7. Foreign Currency Transactions:

(a) Foreign Currency transactions are recorded at the exchange rate as of the date of the respective transactions.

(b) In the case of monetary assets and liabilities denominated in foreign currency, the exchange rate prevalent on the Balance Sheet date is applied to restate such assets and liabilities. Exchange differences arising on restatement of foreign currency assets and liabilities are recognized as income or expenditure in Profit & Loss Account.

8. Income Tax and Deferred Taxes:

Current tax is determined as the amount of tax payable in respect of taxable income for the year. Deferred tax is measured, based on the tax rates and tax laws enacted or substantively enacted at the Balance Sheet date. Deferred tax is recognised, subject to consideration of prudence, on timing differences, being the difference between taxable income and accounting income that originate in one period and are capable of reversal in one or more subsequent periods.

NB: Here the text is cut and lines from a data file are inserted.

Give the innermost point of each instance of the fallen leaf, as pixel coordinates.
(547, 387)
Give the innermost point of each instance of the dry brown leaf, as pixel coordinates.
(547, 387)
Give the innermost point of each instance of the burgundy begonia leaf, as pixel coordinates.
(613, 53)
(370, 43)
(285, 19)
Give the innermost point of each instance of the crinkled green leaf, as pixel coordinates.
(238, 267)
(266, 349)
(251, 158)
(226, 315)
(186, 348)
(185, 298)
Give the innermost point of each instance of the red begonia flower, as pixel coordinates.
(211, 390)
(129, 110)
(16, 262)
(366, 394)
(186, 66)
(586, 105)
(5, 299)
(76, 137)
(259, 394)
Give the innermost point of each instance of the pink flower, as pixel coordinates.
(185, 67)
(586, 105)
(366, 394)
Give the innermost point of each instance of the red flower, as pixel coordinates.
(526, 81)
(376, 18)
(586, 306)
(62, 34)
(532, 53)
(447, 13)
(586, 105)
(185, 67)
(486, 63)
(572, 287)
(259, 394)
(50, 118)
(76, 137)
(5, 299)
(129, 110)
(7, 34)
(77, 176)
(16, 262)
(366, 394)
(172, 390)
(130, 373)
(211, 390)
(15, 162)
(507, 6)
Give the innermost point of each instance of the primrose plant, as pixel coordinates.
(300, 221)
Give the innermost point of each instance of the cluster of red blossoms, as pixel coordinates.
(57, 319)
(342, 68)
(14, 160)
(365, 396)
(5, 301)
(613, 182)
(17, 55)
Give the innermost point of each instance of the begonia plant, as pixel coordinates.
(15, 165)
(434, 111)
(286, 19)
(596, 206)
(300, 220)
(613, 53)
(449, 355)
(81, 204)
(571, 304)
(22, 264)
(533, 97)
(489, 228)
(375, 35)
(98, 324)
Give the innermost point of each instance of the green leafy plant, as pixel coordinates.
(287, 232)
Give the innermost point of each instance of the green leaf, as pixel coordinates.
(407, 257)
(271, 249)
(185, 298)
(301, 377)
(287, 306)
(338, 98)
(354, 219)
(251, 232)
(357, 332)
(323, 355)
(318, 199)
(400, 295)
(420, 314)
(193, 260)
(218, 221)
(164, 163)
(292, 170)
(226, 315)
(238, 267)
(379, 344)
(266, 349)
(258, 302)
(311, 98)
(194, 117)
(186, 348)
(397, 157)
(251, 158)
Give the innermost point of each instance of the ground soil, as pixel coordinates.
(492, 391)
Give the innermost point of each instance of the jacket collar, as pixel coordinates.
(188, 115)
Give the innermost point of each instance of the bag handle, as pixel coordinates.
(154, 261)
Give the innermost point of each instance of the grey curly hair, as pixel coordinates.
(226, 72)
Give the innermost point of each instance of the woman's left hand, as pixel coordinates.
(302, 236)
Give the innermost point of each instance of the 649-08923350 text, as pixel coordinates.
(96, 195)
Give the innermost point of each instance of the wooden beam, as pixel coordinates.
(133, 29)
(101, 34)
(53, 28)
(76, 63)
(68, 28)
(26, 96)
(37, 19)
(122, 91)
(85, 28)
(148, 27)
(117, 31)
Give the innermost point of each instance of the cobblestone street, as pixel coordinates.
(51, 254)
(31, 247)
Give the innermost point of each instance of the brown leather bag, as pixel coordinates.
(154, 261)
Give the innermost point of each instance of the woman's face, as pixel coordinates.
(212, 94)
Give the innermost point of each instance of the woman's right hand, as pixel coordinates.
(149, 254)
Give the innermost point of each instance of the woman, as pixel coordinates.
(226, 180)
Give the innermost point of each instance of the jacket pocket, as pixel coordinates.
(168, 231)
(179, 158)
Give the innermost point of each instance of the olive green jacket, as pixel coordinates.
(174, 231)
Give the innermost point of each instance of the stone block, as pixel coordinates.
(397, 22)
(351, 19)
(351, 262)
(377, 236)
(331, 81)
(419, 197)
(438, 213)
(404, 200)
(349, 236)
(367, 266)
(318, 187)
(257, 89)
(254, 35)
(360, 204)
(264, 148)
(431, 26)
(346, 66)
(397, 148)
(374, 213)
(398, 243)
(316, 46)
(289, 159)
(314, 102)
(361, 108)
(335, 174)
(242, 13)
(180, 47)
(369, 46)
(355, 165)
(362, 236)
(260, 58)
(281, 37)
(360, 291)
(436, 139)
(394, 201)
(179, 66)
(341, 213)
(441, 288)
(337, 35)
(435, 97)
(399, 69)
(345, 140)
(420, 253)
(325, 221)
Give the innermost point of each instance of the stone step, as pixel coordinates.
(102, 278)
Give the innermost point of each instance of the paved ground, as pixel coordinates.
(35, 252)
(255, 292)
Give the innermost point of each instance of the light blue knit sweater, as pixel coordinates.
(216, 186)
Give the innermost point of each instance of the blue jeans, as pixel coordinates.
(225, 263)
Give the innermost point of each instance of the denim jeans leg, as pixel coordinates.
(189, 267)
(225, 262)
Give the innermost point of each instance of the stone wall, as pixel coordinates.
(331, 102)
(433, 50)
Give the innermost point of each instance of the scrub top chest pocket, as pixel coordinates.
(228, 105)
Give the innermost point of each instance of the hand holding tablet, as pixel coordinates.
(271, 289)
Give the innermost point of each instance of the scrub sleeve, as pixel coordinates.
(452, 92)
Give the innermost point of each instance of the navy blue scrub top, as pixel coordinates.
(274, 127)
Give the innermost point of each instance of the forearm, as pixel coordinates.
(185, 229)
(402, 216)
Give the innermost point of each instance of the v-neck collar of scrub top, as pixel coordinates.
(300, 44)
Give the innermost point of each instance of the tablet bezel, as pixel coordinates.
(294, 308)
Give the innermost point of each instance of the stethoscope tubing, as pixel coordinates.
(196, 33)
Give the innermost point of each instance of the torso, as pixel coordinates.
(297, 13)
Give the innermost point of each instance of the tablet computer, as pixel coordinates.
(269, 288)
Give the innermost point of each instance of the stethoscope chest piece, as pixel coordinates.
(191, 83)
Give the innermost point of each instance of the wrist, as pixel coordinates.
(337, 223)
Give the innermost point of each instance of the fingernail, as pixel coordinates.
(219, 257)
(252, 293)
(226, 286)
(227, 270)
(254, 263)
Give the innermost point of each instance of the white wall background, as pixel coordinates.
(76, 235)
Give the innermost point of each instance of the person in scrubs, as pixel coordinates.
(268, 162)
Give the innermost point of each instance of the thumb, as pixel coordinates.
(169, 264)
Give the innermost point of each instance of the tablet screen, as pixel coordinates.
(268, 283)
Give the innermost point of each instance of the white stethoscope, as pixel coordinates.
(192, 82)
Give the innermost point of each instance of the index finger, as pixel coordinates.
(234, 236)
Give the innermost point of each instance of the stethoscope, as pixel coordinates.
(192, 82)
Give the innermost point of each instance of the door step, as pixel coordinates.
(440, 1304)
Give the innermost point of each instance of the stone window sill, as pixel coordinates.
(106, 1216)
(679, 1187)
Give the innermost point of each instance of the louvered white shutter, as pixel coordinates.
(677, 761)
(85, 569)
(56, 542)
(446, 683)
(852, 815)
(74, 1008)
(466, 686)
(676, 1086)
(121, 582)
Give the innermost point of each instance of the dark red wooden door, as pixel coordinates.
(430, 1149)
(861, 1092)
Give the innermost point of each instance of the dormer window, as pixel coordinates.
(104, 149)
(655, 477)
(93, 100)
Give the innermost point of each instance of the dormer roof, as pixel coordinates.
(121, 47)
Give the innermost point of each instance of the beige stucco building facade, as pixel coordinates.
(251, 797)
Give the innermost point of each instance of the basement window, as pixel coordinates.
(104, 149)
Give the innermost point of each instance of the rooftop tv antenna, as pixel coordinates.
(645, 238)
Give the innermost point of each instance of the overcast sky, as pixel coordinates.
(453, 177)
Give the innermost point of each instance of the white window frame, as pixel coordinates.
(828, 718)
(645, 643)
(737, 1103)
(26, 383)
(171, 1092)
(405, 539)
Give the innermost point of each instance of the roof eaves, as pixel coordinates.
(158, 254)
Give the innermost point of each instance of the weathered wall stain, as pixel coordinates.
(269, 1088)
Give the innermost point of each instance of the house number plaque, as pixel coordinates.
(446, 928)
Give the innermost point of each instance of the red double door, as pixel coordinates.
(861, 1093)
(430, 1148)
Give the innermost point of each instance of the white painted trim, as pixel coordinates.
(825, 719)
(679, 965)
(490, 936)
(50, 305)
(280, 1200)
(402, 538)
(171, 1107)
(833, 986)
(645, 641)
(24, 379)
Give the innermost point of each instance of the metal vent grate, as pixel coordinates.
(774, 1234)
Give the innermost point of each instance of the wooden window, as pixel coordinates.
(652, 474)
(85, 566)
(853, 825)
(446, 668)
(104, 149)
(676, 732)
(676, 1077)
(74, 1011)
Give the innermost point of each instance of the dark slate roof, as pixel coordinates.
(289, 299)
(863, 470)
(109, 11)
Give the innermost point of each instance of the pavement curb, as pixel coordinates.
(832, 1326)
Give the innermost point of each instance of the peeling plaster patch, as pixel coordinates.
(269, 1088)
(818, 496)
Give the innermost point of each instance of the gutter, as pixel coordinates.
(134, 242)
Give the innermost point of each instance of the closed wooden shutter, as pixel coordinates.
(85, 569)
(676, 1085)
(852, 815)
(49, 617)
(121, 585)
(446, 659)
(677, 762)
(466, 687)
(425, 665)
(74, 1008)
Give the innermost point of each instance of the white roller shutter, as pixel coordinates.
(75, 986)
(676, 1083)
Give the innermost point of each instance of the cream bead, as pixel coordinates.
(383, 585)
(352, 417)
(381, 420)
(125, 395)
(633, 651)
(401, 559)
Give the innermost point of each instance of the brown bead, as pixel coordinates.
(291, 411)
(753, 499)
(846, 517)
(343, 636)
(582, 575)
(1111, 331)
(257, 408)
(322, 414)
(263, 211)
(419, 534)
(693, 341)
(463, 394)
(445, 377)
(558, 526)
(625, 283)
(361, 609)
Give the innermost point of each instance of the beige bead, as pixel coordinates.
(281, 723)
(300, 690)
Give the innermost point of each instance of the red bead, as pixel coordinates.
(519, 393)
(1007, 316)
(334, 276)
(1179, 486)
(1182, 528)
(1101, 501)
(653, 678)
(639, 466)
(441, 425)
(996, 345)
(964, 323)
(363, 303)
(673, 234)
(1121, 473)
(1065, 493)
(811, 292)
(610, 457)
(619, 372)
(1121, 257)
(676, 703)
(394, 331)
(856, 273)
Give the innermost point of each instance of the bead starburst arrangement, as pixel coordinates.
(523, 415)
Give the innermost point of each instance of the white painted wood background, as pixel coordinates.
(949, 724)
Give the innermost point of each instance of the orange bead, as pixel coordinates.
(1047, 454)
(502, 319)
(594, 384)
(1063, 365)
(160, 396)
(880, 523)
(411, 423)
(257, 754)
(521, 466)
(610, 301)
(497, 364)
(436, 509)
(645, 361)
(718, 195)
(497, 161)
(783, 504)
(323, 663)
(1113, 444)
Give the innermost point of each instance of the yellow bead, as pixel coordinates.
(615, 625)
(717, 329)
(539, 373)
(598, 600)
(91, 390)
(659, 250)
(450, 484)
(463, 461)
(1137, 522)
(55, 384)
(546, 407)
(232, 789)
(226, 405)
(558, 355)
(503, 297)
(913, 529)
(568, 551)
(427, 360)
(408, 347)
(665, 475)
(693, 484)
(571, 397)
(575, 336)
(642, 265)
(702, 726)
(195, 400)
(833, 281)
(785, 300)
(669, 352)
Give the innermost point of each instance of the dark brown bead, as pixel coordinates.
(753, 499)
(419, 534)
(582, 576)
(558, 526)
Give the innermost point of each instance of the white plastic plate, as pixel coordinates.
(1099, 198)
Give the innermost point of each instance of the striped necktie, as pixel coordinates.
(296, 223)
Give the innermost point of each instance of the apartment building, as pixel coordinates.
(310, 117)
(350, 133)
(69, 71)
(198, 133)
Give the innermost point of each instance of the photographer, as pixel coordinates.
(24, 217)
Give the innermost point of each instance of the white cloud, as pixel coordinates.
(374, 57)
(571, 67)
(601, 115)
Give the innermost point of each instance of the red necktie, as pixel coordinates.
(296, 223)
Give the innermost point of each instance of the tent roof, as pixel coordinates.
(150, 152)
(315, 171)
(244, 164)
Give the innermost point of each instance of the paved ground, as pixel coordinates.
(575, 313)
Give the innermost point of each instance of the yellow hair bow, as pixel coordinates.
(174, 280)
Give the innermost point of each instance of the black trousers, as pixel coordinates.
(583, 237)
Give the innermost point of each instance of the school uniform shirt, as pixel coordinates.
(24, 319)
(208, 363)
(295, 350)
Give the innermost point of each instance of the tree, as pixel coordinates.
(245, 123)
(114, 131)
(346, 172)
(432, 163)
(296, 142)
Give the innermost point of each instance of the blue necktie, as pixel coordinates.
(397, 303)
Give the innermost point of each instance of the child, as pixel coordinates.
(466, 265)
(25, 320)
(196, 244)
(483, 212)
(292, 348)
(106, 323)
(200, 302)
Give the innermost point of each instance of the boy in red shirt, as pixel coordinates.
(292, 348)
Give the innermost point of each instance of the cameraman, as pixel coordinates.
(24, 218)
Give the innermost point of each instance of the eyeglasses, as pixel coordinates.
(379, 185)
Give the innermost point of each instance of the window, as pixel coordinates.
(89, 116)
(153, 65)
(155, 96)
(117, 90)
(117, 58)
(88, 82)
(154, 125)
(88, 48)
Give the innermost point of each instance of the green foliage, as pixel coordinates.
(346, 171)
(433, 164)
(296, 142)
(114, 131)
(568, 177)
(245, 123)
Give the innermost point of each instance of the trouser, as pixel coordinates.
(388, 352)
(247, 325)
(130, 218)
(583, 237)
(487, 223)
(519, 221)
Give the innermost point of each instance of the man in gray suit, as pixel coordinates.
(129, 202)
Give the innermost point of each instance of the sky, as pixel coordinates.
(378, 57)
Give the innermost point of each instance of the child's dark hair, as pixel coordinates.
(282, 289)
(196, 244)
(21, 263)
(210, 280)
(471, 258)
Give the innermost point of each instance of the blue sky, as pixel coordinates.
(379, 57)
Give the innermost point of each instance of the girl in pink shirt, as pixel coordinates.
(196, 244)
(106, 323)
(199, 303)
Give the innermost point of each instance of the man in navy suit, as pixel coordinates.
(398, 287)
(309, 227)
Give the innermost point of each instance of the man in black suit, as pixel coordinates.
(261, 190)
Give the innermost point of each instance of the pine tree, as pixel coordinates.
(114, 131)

Deferred tax assets arising on account of unabsorbed depreciation or carry forward of tax losses shall be recognized only when there is a virtual certainty supported by convincing evidence that sufficient future taxable income will be available against which such deferred tax assets can be realized

9. Contingent Liabilities:

(a) Provisions are recognised in accounts in respect of present probable obligations, the amount of which can be reliably estimated.

(b) Contingent liabilities are disclosed in respect of possible obligations that arise from past events but their existence is confirmed only by the occurrence or non-occurrence of one or more uncertain future events not wholly within the control of the Company.

10. Segment Reporting

The Company is working on Development, Construction of Multiplexes cum Malls & Hotels.

11. Earning per Shares:

(a) Basis earning per share is computed by dividing net income by the weighted average number of common stock outstanding during the period.

(b) The number of shares used in computing diluted earnings per share comprises the weighted averages shares considered for deriving basis earnings per shares, and also the weighted average number of equity shares that could have been issued on the conversion of all dilutive potential equity shares. The diluted potential equity shares are adjusted for the proceeds receivable, had the shares been actually issued at fair value (i.e. the average market value to the outstanding shares). Diluted potential equity shares are deemed converted as of the beginning of the period, unless issued at the later date.

12. Impairment of assets:

Management periodically assesses using external and internal indications whether there is an indication that an asset may be impaired. Impairment occurs where the carrying amount exceeds the present value of future cash flows expected to arise from the continuing use of the asset or its eventual disposal. The impairment loss to be expensed is determined as the excess of the carrying amount over the higher of the assets net sale price or present value as determined above.